Of course the one word answer is oil as it is the massive Libyan petro fields that brought in foreign nationals and, more to the point, foreign development in the first place. If we allow ourselves one more rhetorical, to what extent has it been the presence of western money, western oil companies and all those now anxious to desert the so lucrative desert who have been the willing and well recompensed bulwarks of the Brotherly Leader and his henchmen. Where would Qaddafi have been in the 42 years of his tyranny without the steady support of major firms like Shell, Conoco, Husky and the Italian giant Eni. But even more pervasive are the countless small to medium sized oil and gas supporting cast whose ancillary services range from catering to heavy equipment repair to helicopter transport to the secondary and tertiary thriving nationalized businesses whose existence, to repeat, is all about oil.

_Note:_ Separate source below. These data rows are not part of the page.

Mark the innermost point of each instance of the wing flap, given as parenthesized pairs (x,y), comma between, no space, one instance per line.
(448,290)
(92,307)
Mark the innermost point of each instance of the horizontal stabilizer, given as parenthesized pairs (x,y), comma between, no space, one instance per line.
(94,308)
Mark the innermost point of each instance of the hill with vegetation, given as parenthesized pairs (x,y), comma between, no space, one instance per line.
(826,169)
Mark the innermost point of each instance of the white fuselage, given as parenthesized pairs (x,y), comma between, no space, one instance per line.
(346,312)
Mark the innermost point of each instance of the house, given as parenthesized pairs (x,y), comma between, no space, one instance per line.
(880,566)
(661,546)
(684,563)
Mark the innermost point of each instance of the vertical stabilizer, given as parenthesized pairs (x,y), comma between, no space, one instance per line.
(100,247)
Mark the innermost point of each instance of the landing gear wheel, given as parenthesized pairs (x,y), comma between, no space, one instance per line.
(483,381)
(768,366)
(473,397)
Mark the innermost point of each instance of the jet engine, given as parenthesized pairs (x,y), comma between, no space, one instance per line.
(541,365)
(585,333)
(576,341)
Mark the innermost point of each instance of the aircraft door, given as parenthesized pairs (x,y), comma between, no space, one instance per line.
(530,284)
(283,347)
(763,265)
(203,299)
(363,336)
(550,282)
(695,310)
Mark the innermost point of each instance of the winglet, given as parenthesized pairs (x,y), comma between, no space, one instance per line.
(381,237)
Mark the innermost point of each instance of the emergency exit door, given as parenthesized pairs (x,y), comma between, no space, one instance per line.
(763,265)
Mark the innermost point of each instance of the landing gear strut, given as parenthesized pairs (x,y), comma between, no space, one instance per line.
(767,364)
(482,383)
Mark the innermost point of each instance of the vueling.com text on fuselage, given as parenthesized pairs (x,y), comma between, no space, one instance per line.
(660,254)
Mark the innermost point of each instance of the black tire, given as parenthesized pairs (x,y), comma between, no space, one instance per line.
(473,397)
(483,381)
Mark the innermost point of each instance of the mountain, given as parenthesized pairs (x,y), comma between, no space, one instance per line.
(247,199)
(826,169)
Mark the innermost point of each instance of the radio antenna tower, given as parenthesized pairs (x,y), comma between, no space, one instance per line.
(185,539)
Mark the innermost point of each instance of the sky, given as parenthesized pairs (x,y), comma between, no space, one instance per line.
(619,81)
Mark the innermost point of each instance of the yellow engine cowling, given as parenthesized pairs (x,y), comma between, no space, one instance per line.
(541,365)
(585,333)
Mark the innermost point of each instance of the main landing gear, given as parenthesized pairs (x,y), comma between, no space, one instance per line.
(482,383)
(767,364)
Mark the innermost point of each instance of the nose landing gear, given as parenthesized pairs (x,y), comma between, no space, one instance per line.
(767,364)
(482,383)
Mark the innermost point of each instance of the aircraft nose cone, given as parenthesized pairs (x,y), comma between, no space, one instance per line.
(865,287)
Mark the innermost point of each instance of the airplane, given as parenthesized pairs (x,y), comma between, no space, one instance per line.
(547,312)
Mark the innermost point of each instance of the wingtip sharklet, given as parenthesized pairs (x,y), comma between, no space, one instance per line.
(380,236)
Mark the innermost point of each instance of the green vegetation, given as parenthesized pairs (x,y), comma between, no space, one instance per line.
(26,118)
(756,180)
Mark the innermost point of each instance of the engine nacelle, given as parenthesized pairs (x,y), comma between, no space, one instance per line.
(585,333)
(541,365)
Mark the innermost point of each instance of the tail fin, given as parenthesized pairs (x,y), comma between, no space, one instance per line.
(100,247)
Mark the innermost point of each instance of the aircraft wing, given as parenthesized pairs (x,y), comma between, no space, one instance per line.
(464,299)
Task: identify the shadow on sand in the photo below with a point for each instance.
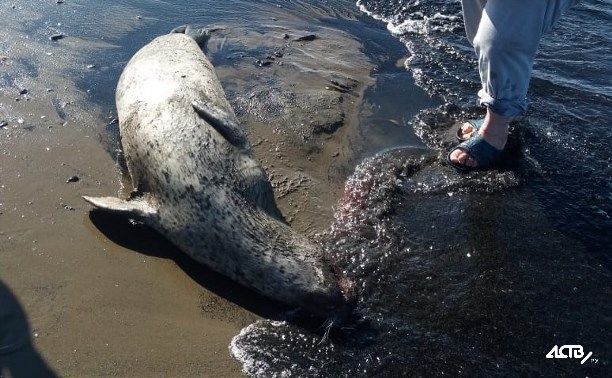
(144, 240)
(18, 357)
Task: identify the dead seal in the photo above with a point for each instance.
(196, 182)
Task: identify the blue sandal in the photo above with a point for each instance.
(476, 124)
(486, 156)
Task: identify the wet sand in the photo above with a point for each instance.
(98, 296)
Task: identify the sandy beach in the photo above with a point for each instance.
(92, 295)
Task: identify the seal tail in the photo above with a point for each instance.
(136, 208)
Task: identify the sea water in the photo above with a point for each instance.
(455, 276)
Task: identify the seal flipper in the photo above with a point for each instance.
(136, 208)
(223, 122)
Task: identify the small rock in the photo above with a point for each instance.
(307, 38)
(262, 63)
(67, 207)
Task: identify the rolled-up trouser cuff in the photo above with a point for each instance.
(503, 107)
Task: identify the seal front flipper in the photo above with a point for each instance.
(223, 122)
(137, 208)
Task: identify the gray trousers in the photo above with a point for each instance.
(505, 35)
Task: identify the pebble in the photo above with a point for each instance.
(67, 207)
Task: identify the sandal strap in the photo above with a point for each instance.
(481, 151)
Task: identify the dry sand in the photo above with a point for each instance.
(98, 296)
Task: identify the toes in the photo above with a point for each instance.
(459, 156)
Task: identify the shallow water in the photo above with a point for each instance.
(457, 276)
(480, 275)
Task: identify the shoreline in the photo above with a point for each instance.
(96, 304)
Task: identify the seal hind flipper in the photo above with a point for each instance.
(137, 208)
(223, 122)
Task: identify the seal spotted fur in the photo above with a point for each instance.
(196, 181)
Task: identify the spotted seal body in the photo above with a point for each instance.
(197, 183)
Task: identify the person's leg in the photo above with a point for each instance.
(506, 43)
(472, 13)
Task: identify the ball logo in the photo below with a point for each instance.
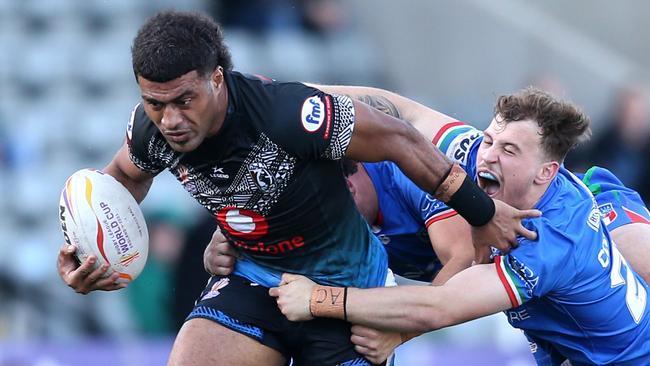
(313, 114)
(243, 223)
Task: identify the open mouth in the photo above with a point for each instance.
(489, 183)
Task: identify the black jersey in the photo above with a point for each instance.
(271, 179)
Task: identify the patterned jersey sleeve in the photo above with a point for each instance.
(460, 142)
(310, 123)
(535, 268)
(140, 139)
(618, 204)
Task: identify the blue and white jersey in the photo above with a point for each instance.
(571, 289)
(405, 213)
(618, 204)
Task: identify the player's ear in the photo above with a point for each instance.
(547, 172)
(217, 76)
(351, 186)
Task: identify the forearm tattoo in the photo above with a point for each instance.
(382, 104)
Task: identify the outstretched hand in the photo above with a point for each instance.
(502, 231)
(375, 345)
(293, 296)
(83, 278)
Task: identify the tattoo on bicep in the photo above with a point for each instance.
(381, 103)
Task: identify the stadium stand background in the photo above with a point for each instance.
(67, 89)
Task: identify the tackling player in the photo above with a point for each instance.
(571, 291)
(261, 156)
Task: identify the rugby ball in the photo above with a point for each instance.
(100, 216)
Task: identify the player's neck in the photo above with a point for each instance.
(535, 195)
(222, 101)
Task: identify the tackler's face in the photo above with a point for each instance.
(185, 109)
(509, 160)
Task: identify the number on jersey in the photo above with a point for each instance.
(636, 294)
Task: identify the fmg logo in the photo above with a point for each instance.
(313, 114)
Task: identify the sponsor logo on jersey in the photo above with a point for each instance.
(219, 173)
(525, 273)
(313, 114)
(243, 223)
(262, 176)
(635, 217)
(593, 221)
(459, 148)
(214, 291)
(281, 247)
(608, 213)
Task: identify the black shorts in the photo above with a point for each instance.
(245, 307)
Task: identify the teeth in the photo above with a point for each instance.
(487, 175)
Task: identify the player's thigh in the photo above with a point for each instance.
(202, 342)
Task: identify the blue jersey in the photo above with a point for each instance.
(571, 290)
(405, 213)
(618, 204)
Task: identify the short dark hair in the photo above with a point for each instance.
(171, 44)
(564, 125)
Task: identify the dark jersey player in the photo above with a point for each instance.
(261, 156)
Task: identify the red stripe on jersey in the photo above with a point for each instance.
(445, 215)
(444, 129)
(504, 281)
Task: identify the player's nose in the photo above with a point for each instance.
(172, 118)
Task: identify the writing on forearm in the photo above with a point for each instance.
(382, 104)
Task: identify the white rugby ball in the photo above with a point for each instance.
(100, 216)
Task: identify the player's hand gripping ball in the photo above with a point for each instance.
(100, 216)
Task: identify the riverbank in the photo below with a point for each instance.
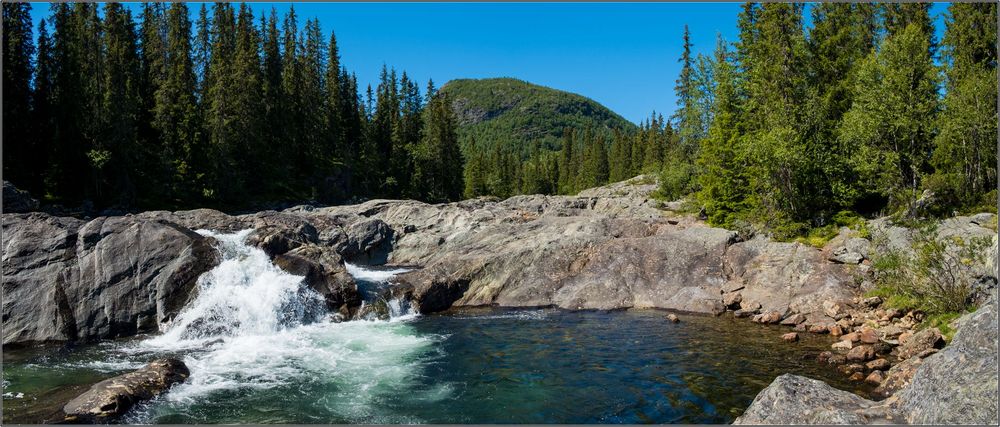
(608, 248)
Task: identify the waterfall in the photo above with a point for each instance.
(245, 295)
(253, 326)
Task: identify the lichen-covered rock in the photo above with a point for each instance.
(926, 339)
(791, 399)
(111, 398)
(69, 280)
(957, 385)
(323, 271)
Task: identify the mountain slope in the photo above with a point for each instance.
(518, 113)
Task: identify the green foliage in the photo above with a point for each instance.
(938, 276)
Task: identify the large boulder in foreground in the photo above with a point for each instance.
(957, 385)
(113, 397)
(791, 399)
(69, 280)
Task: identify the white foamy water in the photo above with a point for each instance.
(253, 326)
(373, 275)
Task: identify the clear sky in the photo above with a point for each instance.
(623, 55)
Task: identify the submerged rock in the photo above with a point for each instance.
(112, 397)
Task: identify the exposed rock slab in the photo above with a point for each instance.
(957, 385)
(69, 280)
(113, 397)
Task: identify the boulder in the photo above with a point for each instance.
(324, 272)
(791, 399)
(771, 317)
(842, 345)
(794, 319)
(276, 233)
(875, 378)
(878, 365)
(861, 353)
(66, 280)
(732, 300)
(111, 398)
(897, 377)
(368, 241)
(16, 200)
(959, 383)
(926, 339)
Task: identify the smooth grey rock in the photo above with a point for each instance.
(111, 398)
(791, 399)
(324, 272)
(66, 280)
(958, 385)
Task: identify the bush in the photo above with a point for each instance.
(939, 275)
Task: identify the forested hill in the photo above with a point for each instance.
(513, 111)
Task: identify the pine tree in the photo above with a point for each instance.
(122, 102)
(965, 153)
(20, 145)
(722, 179)
(176, 113)
(438, 160)
(689, 112)
(42, 114)
(890, 123)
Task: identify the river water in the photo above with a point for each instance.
(261, 350)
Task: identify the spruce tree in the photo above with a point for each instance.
(965, 151)
(890, 124)
(122, 102)
(20, 145)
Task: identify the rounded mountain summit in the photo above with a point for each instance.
(518, 113)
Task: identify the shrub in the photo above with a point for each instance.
(938, 276)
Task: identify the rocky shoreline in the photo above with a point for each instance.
(615, 247)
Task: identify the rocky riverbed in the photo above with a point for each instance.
(615, 247)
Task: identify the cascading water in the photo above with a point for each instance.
(253, 326)
(245, 295)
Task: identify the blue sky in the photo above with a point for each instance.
(623, 55)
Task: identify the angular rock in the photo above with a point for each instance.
(732, 300)
(791, 399)
(368, 241)
(875, 378)
(868, 336)
(324, 272)
(842, 345)
(878, 365)
(926, 339)
(111, 398)
(861, 353)
(277, 233)
(65, 280)
(794, 319)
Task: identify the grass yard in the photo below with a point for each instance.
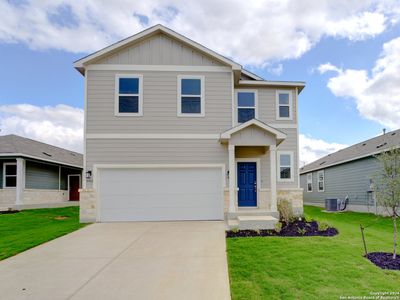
(29, 228)
(313, 267)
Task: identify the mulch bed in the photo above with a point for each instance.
(295, 228)
(384, 260)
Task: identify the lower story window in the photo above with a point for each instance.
(10, 175)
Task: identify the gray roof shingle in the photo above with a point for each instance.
(359, 150)
(12, 144)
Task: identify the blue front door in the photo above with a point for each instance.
(247, 183)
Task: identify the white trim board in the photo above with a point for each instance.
(38, 158)
(158, 68)
(188, 136)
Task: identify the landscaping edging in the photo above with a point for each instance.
(298, 228)
(384, 260)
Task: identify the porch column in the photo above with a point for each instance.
(19, 191)
(232, 176)
(272, 156)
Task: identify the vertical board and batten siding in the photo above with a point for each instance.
(159, 104)
(41, 176)
(352, 179)
(159, 50)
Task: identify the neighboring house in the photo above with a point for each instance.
(35, 174)
(347, 172)
(175, 131)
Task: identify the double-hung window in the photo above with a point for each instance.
(128, 95)
(309, 182)
(10, 175)
(285, 170)
(321, 181)
(284, 105)
(246, 105)
(190, 96)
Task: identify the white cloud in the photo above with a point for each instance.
(59, 125)
(376, 92)
(252, 32)
(312, 149)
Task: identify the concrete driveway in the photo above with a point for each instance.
(146, 260)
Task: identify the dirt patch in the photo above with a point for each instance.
(384, 260)
(296, 228)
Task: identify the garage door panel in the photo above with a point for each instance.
(160, 194)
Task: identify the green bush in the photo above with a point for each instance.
(285, 211)
(278, 227)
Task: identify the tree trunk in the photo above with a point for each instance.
(394, 236)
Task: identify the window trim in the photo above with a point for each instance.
(117, 113)
(290, 92)
(179, 97)
(4, 175)
(291, 153)
(323, 181)
(308, 182)
(237, 91)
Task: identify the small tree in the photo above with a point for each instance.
(387, 187)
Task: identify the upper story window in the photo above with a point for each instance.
(10, 175)
(285, 170)
(321, 181)
(309, 182)
(128, 95)
(191, 96)
(246, 105)
(284, 105)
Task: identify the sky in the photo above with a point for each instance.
(348, 52)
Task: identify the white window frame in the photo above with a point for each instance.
(291, 153)
(290, 104)
(117, 94)
(309, 181)
(4, 175)
(179, 98)
(323, 181)
(237, 91)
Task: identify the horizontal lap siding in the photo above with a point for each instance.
(41, 176)
(352, 179)
(132, 151)
(289, 144)
(159, 104)
(159, 50)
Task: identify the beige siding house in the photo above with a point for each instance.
(175, 131)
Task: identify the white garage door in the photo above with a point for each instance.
(160, 194)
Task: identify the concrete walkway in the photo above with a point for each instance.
(147, 260)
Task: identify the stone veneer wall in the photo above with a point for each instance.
(41, 196)
(87, 211)
(7, 198)
(295, 197)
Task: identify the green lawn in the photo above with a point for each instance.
(313, 267)
(29, 228)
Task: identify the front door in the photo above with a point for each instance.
(247, 183)
(74, 184)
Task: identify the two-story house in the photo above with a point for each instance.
(175, 131)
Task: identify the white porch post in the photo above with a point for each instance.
(19, 191)
(272, 155)
(232, 176)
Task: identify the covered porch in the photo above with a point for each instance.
(251, 196)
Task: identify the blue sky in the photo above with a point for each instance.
(336, 107)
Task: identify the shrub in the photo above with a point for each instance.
(278, 227)
(285, 211)
(322, 226)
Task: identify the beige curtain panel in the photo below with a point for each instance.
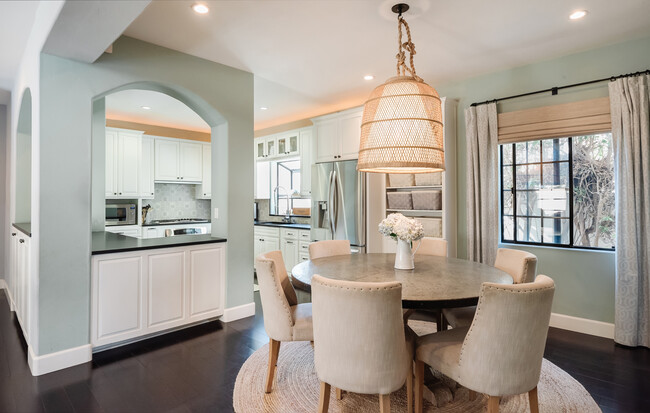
(568, 119)
(631, 133)
(482, 183)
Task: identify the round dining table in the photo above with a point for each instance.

Canadians have been prominent in blithely joining this workforce and thereby taking strong supporting roles in maintaining Qaddafi's primary source of money and might. At the same time, Europe, followed by the USA fell for Qaddafi's newfound, strategic, but shallow "reasonability" by buying more of his oil, investing in his regime, and generally welcoming Libya back into the fold of respectability needed for ever-widening globalization. "Complicity" is way too passive and gentle a word for all that was done since the early 2000s to suck up to Qaddafi's propaganda and his petroleum.

So as the real victims in this sordid situation - the innocent and courageous native Libyan men, women and children - cower in their unlit and unprovisioned hell-holes, while Qaddafi's oil-funded goon squads roam the streets, should we not be asking more critically who is deserving of ours and other western government's primary attention? Should we be preoccupied with rescuing our "own," most of whom gladly and for their own enrichment, went to Libya, thereby rather obviously propping up Qaddafi all these years? Or should, we instead be focused, with other NATO allies, on firm intervention to put an immediate stop to audacious slaughter? We need to save people who are not only Qaddafi's but our victims, those who have endured a tyranny partially of the making of foreign nationals now scrambling for cover. Is it just too hard to admit that the "mercenaries" in this tragic situation, are not just the paid thugs roaming Tripoli's bloodied streets? Many are standing around airports and seaports, suitcases in hand, waiting to desert Qaddafi's sinking ship.

Qaddafi, seems to be holed up in Bab al-Azizia, the same compound that NATO blasted in 1986 with far less justification than freeing an entire long-suffering populous. You do the math.